Guantanamo row overshadows Blair’s US trip
The Prime Minister is under pressure to secure the repatriation of the two British men facing military trials in Guantanamo Bay, ahead of his visit to Washington.
Feroz Abbasi and Moazzam Begg are both being held by the US along with over 600 other men who are suspected to have been members of the Taleban regime in Afghanistan or the al-Qaeda terrorist network.
The men have not been charged with any crime, and have been detained indefinitely at the US naval base in Cuba.
It was announced last week that the two Britons are among six men to be tried by a military tribunal, despite not having access to independent legal counsel. If found guilty they could face the death penalty.
The Government has been in talks with the US defence department, but earlier this week it was suggested that the men would not be returned to Britain because there was no guarantee that they would face a trial in this country.
The fact that the men were interrogated without a lawyer being present, and the sensitive nature of some of the intelligence-related evidence, could make it difficult for the Crown Prosecution Service to launch a case.
Amnesty International has called for all the prisoners to be charged and given a fair trial or released immediately.
AI’s campaigns director Stephen Bowen commented: “Tony Blair has stood by and watched as a foreign power arbitrarily imprisoned British citizens in inhumane conditions.”
“The strongest possible pressure must be put on President Bush to bring the shameful situation at Guantanamo Bay to an end.”
The organisation, along with other human rights campaigners, has claimed that the tribunals will not comply with international legal standards and are inherently unfair.
There are also concerns that the men will be coerced into pleading guilty in return for avoiding the death penalty.

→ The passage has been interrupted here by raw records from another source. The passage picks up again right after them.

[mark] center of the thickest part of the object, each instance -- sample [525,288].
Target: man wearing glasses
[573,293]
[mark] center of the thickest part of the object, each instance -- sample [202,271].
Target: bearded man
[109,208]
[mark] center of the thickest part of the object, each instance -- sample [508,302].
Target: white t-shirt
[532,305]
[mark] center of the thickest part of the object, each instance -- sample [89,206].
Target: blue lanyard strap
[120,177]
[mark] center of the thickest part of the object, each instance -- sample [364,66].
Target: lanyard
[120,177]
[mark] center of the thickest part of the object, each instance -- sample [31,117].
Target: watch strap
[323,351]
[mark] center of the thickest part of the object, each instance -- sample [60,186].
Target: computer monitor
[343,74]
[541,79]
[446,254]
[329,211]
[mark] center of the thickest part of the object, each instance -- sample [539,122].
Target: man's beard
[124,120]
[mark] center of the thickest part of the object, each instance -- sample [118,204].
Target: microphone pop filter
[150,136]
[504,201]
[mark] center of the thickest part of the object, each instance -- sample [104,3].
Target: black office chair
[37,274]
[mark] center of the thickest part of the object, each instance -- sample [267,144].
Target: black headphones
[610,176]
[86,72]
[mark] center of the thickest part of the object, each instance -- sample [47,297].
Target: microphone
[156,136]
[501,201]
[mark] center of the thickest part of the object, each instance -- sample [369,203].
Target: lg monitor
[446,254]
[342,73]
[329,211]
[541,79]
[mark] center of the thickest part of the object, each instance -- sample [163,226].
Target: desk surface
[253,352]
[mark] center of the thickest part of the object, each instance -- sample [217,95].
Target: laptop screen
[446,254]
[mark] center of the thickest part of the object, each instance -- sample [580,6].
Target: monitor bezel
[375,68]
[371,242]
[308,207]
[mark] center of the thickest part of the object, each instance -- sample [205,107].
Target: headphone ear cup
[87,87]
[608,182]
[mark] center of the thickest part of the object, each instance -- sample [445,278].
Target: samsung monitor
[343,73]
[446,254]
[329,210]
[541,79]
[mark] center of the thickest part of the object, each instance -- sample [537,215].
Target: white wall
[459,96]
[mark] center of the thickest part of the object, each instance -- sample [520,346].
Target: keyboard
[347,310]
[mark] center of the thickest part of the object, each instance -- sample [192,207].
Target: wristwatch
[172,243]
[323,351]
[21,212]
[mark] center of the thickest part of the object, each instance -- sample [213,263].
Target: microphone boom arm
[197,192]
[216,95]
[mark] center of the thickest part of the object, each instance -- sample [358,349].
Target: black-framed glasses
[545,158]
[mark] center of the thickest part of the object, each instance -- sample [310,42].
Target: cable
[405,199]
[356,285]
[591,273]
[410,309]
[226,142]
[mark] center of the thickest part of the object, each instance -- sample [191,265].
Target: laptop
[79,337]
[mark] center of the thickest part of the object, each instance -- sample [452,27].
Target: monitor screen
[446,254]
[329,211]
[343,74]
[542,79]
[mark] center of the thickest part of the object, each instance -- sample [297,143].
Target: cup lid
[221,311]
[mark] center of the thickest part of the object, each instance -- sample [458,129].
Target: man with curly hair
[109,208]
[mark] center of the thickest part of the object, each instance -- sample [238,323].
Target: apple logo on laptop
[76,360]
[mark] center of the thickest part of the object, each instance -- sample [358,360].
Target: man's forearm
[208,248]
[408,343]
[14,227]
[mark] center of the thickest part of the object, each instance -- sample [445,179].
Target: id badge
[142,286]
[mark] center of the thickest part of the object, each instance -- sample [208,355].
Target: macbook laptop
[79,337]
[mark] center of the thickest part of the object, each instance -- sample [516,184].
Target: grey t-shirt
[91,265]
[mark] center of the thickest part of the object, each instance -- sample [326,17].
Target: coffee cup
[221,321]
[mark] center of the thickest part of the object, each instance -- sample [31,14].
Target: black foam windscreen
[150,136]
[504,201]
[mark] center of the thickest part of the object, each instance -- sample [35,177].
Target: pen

Critics have suggested that the “special relationship” between the US and the UK is rather one-sided, since the Government has seemed unable to exert pressure on the Bush administration to release the men, despite continued British support for the US-led war on terrorism.
The best that Mr. Blair can hope to achieve, according to some commentators, is for Mr. Abbasi and Mr. Begg to receive a criminal trial in a US court, as was granted to the so-called ‘American Taleban’ John Walker Lindh.